There are a number of ways to grow strawberries. You can grow them in your garden as normal crops. You can even grow them in flower beds. They are quite attractive plants and will not look out of place, the flowers are white and quite pretty. There is a small problem that slugs and snails love strawberries and you really want to protect the fruit from mud. The conventional way of doing this is to put a mat (or straw) around the plant.

Another way of growing strawberries is in a specially designed sytrawberry planter. This in effect is a large pot with holes in the sides for the plants. Planters are, in fact rather nicer looking than that and are designed to look good even when not covered with plants. The problem always used to be to get water down to the plants at the bottom of the planter whilst not drowning the top plants. However many modern plants now have watering systems built in to cure this problem. If yours does not, then put a piece of drain pipe down the centtre of the planter with small hols in it at intervals and water the planter through that.

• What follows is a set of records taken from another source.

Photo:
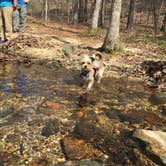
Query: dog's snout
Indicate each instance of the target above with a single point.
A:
(85, 66)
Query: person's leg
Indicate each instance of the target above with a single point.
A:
(16, 20)
(7, 11)
(23, 16)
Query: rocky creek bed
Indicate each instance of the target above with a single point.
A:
(47, 118)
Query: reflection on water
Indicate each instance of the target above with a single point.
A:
(30, 97)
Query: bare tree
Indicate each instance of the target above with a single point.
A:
(112, 41)
(96, 12)
(163, 28)
(131, 15)
(103, 10)
(75, 11)
(46, 10)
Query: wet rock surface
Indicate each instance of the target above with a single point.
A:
(156, 143)
(47, 118)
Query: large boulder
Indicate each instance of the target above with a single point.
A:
(156, 143)
(158, 98)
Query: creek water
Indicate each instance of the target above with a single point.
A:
(31, 94)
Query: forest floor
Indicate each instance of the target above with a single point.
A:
(47, 118)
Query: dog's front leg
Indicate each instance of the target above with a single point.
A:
(90, 84)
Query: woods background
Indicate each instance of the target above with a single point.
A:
(147, 13)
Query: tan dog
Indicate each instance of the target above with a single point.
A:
(92, 69)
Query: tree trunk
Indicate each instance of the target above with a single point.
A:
(102, 18)
(112, 41)
(46, 10)
(163, 28)
(75, 11)
(131, 15)
(156, 13)
(155, 17)
(96, 12)
(86, 11)
(81, 11)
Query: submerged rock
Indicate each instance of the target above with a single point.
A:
(96, 129)
(50, 128)
(158, 98)
(81, 163)
(156, 143)
(76, 149)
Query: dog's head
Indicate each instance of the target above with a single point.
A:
(86, 62)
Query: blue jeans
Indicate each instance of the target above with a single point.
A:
(19, 19)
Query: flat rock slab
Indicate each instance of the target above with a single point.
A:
(156, 142)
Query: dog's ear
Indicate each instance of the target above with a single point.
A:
(92, 59)
(99, 55)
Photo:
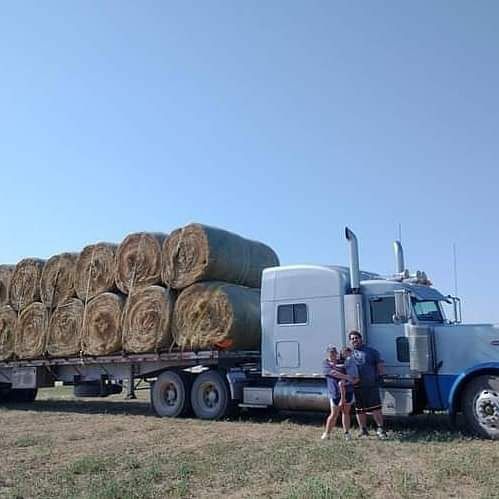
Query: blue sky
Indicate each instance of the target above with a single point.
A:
(281, 120)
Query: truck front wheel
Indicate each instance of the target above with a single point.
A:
(210, 396)
(170, 394)
(481, 406)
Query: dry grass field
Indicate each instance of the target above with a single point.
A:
(109, 448)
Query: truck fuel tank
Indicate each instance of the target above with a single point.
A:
(301, 395)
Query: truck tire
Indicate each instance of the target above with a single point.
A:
(170, 394)
(4, 395)
(22, 396)
(210, 396)
(480, 404)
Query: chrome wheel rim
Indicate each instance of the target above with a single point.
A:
(487, 409)
(171, 395)
(210, 396)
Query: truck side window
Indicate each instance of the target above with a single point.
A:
(382, 310)
(292, 314)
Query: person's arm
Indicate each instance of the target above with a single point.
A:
(380, 365)
(339, 375)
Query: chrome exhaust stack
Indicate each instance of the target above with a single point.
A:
(354, 309)
(354, 261)
(399, 257)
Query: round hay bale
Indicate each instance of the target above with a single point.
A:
(25, 283)
(58, 279)
(64, 331)
(217, 314)
(138, 261)
(8, 319)
(31, 332)
(101, 329)
(6, 273)
(146, 320)
(95, 270)
(200, 253)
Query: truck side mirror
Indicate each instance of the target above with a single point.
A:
(402, 312)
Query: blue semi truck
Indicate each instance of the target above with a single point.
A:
(432, 363)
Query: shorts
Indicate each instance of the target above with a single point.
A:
(367, 399)
(336, 400)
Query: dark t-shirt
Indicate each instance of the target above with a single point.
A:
(367, 360)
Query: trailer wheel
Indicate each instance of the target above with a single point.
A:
(25, 396)
(4, 394)
(170, 394)
(210, 396)
(481, 406)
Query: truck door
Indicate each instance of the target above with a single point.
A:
(386, 336)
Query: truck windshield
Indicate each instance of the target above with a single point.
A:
(427, 310)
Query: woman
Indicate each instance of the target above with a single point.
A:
(340, 378)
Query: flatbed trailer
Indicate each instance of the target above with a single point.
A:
(209, 382)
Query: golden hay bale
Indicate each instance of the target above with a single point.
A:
(8, 319)
(101, 329)
(138, 261)
(58, 278)
(31, 332)
(146, 320)
(25, 283)
(95, 270)
(217, 314)
(6, 272)
(200, 253)
(64, 331)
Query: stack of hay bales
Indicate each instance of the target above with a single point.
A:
(218, 274)
(197, 288)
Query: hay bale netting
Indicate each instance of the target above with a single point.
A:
(25, 283)
(31, 332)
(147, 320)
(138, 261)
(64, 330)
(101, 329)
(6, 273)
(58, 279)
(217, 314)
(8, 319)
(201, 253)
(95, 270)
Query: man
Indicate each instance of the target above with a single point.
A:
(367, 397)
(339, 378)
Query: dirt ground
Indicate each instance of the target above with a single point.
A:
(59, 446)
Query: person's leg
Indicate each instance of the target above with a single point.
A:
(346, 417)
(362, 420)
(331, 420)
(378, 417)
(333, 417)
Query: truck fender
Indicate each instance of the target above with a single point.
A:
(464, 377)
(237, 381)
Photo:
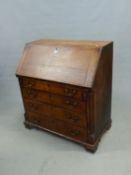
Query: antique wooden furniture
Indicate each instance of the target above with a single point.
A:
(66, 88)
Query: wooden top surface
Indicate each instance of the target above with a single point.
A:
(71, 62)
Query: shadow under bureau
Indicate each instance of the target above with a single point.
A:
(66, 88)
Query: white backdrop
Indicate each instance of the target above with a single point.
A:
(25, 20)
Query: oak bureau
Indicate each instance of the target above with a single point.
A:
(66, 88)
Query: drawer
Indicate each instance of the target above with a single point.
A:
(57, 112)
(56, 88)
(57, 100)
(41, 120)
(58, 126)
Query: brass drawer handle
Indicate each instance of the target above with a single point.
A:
(70, 92)
(72, 117)
(71, 102)
(74, 132)
(33, 106)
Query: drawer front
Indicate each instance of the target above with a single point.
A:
(57, 112)
(56, 88)
(57, 100)
(57, 126)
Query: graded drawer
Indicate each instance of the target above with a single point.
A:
(58, 126)
(56, 88)
(57, 100)
(50, 111)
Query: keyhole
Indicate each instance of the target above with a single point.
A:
(56, 50)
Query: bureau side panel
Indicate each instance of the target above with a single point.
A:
(102, 90)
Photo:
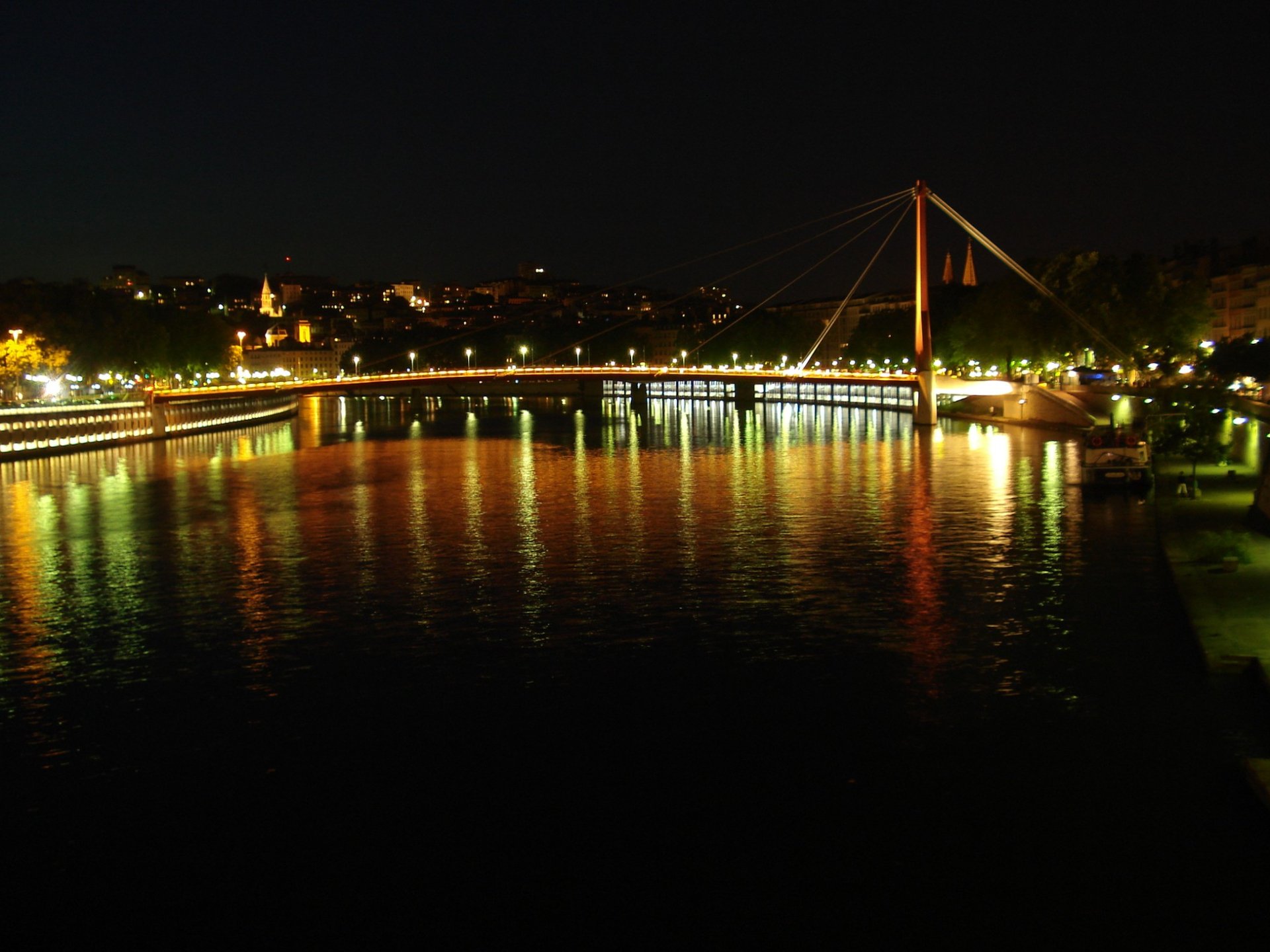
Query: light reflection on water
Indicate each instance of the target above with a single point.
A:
(783, 532)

You can also plant  strawberries in hanging baskets or pouches. In some ways this makes a lot of sense, The strawberries are then up at the level where you can easily see (and pick) them. No more back-ache!.

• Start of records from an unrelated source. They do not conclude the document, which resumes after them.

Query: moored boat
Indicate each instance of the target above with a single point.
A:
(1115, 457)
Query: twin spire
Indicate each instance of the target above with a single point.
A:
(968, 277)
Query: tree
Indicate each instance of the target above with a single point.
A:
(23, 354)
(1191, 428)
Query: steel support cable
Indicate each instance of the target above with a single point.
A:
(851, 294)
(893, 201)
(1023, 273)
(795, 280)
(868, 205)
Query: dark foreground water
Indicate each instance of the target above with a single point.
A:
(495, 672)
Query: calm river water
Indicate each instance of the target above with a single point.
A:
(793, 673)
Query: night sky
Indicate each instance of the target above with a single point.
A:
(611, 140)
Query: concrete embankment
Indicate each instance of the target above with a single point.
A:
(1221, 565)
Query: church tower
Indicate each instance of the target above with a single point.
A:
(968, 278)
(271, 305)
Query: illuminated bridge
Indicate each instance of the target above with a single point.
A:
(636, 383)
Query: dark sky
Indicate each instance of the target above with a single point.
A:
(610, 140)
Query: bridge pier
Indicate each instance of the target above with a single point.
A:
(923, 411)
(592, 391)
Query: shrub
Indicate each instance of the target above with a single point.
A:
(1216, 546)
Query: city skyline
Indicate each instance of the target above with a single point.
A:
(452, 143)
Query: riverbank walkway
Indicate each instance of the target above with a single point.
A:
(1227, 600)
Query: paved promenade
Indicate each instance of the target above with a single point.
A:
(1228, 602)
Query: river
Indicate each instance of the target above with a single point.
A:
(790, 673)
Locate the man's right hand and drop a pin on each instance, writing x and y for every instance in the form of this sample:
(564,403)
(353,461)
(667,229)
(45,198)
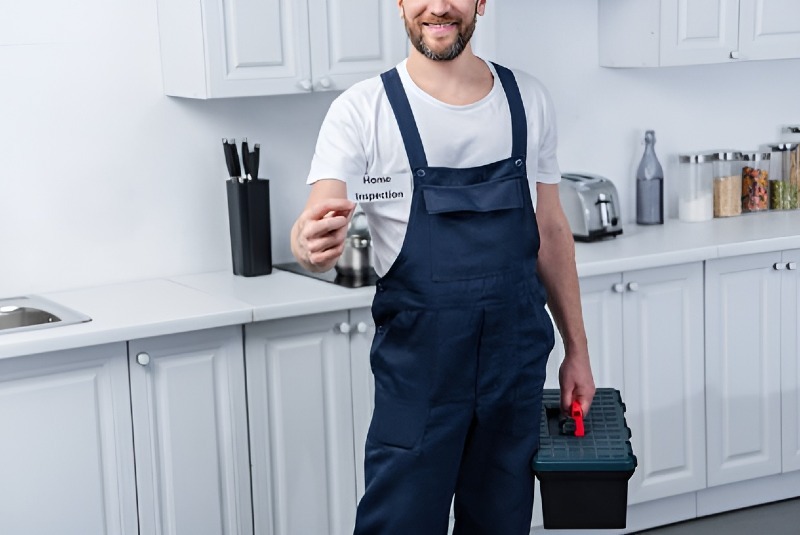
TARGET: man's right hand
(318,234)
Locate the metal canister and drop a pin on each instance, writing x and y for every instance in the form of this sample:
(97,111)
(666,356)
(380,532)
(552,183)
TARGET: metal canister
(696,199)
(784,176)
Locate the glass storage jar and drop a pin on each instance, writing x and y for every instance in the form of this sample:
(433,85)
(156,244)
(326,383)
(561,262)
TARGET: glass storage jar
(727,183)
(696,199)
(785,176)
(755,181)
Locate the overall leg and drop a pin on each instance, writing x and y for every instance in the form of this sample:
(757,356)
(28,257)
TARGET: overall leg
(424,367)
(495,488)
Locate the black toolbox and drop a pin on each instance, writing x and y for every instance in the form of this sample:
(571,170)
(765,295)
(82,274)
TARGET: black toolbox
(584,479)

My strawberry plants were already in the garden when I moved into the house and although they readily produce runners (a bit too readily really – they’re a bit like weeds, grow everywhere) they do not produce a great deal of fruit. Those they do produce is really tasty but not enough of it. So I think it is time to replace them.

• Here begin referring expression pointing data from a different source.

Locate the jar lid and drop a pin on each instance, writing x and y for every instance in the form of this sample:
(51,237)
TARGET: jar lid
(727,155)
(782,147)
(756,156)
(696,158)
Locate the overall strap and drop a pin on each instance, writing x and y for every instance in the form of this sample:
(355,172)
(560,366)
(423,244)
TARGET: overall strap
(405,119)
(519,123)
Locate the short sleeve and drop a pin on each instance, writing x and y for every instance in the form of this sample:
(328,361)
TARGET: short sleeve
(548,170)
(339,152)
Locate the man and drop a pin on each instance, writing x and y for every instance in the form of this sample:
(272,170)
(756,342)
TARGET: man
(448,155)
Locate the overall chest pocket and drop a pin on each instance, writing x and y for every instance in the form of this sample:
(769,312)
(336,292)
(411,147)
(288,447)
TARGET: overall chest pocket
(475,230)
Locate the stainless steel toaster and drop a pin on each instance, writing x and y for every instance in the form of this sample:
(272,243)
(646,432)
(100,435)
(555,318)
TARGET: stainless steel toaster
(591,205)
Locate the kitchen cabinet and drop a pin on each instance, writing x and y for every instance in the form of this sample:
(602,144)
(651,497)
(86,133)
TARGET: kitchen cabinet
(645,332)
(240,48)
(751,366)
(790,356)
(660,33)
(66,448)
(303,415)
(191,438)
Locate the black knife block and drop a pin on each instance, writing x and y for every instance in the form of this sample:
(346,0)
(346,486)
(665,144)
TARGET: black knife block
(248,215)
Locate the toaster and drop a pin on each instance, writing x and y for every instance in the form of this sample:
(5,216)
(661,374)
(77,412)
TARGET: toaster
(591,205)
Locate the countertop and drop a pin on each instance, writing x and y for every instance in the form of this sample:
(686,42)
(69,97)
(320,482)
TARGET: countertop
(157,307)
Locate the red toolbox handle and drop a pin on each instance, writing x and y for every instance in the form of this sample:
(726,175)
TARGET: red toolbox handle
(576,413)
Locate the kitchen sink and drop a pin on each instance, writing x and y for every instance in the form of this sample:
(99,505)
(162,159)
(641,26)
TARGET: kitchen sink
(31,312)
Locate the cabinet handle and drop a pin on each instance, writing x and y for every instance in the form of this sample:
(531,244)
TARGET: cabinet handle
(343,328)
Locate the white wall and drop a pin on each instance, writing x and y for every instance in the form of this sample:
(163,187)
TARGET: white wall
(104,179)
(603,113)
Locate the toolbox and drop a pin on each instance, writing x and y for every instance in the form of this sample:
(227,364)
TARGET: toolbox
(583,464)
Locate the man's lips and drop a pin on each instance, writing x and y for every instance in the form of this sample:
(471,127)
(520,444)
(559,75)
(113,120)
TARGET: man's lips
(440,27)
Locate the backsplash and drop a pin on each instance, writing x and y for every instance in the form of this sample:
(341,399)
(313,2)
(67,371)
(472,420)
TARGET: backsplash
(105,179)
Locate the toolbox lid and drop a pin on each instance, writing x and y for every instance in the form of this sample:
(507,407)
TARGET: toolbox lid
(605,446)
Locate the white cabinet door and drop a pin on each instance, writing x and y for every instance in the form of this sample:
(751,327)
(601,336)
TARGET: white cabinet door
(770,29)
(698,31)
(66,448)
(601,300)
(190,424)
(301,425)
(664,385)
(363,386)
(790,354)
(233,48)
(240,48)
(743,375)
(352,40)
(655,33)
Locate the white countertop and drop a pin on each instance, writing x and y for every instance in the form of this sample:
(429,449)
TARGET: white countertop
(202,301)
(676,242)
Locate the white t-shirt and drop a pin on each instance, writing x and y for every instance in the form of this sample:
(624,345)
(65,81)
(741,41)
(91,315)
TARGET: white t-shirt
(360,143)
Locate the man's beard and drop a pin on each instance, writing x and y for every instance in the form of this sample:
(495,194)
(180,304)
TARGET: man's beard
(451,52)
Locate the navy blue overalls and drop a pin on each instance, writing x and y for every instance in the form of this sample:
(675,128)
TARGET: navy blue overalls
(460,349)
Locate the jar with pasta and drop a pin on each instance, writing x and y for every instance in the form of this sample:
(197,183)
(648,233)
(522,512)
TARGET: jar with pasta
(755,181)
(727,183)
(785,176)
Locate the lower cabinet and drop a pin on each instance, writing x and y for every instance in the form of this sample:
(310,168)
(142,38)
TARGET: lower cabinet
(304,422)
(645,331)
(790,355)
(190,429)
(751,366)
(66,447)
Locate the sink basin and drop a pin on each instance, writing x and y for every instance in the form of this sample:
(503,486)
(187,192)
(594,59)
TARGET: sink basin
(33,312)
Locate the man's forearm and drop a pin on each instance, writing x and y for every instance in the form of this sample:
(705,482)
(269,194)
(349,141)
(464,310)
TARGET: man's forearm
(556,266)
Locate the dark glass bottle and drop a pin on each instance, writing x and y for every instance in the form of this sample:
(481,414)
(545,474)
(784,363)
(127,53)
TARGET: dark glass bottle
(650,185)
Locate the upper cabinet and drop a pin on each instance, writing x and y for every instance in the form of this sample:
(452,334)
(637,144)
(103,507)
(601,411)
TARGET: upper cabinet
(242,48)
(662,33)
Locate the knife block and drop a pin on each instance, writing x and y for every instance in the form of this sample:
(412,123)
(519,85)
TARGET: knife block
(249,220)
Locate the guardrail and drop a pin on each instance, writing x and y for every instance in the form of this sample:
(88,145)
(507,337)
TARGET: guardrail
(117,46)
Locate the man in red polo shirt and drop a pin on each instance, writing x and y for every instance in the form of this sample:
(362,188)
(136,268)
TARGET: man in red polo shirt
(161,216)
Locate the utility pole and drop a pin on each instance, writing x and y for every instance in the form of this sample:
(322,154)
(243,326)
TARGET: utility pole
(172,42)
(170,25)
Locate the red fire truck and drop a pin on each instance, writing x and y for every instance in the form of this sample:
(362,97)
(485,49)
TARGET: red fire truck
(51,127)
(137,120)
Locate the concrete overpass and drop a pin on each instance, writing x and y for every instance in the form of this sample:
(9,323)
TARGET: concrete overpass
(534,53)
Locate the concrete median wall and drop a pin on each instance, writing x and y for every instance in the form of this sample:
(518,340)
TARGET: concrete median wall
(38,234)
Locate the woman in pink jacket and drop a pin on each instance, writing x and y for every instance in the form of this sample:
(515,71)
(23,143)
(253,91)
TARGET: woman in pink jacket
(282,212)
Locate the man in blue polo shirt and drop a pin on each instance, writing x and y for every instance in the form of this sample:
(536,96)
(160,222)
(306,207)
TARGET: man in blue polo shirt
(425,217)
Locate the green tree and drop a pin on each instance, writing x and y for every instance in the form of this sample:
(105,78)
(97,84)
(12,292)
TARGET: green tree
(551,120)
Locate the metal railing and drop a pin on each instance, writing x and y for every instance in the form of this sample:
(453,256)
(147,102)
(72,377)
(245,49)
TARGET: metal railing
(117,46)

I have found a great offer from Van Meuren which offers 24 strawberry plants in two different varieties fruiting at different times plus a Patio planter plus a growing pouch and 100g of fertiliser. This is apparantly worth about £55 and they are offering it for £15. So I have ordered a pack and will await the results with interest. I will not dispose of my old plants until the new ones are well grown, just in case there are any problems but I have bought from this company before and do not see any problems arising.

If you have never grown strawberries before I would not hesitate to suggest you give it a try. You can grow just one plant and see how you get on. The resultant fruit really is so much better than any you can buy, it is worth the small amount of work involved.

Growing Cucumbers

I grow my cucumbers in the greenhouse  in much the same way as I grow tomatoes.

First, I sow them 2 seeds in a 3″ pot. Then I pot these up singley into 5″ pots. Many gardeners will tell you to dispose of the weakest plant but, with the price of seeds as high as it is, that seems wasteful to me and I have never had any trouble pricking the plants out.

After the plants have grown to a reasonable size and the roots are showing at the bottom of the pot, I then pot them on into their final large pots. I stake these plants and tie the stakes to the roof of the greenhouse. I use my own garden compost to grow the plants in. However, growbags will do equally well. The plants are going to be in these pots for a few months and are going to be supporting a number of cucumbers, so the compost needs to be rich.
You could, if you wish grow cucumbers directly in growbags and use the very nice new supports with them. However, I feel that a deeper root run works better and bamboo canes work well for supports.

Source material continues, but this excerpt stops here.